Gov. Jerry Brown’s budget proposal for the 2014-15 fiscal year is a good start, but shortchanges too many state programs and services, such as child care and higher education, that are critical to full economic recovery, according to the nonprofit, nonpartisan California Budget Project.

“While an improved revenue outlook means that there’s some progress in key areas, we argue that the governor’s proposal represents an incomplete vision for investing in California’s future,” said Chris Hoene, executive director of the Budget Project, during a briefing in Sacramento and online Wednesday morning.

preschool childcare cutsHoene noted that while the governor’s budget proposal would increase public school funding from a low of $7,401 per student in the 2011-12 academic year to $9,194 next year, bringing them almost up to pre-recession levels, it wouldn’t restore any cuts to state child care and preschool programs.

Since 2007-08, when the recession hit, state subsidized child care and preschool lost nearly 40 percent of their budgets, eliminating 107,000 slots for low-income families. Restoring those positions would cost between $1.3 billion and $1.4 billion, according to the Budget Project.

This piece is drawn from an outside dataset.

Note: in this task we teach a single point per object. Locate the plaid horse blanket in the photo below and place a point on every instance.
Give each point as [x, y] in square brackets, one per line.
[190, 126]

The University of California and California State University are each in line for a little more than $142 million in additional funding for 2014-15, but that’s still about a 50 percent drop in the state’s contribution to higher education since the 1980s.

Hoene said the state could afford to restore child care and preschool and bump up other budgets if Brown stays with his original plan for paying down the state’s debt instead of accelerating the schedule to pay off what the governor calls the “wall of debt.”

“The budget leaves many essential services and systems operating with diminished levels of funding at a time when there are still high poverty levels and high levels of long-term unemployment, and a lot of folks still hurting,” Hoene said.

Despite the economic recovery, more than 1 in 5 California children under 18 are in families living below the federal poverty level of $23,850 for a family of four.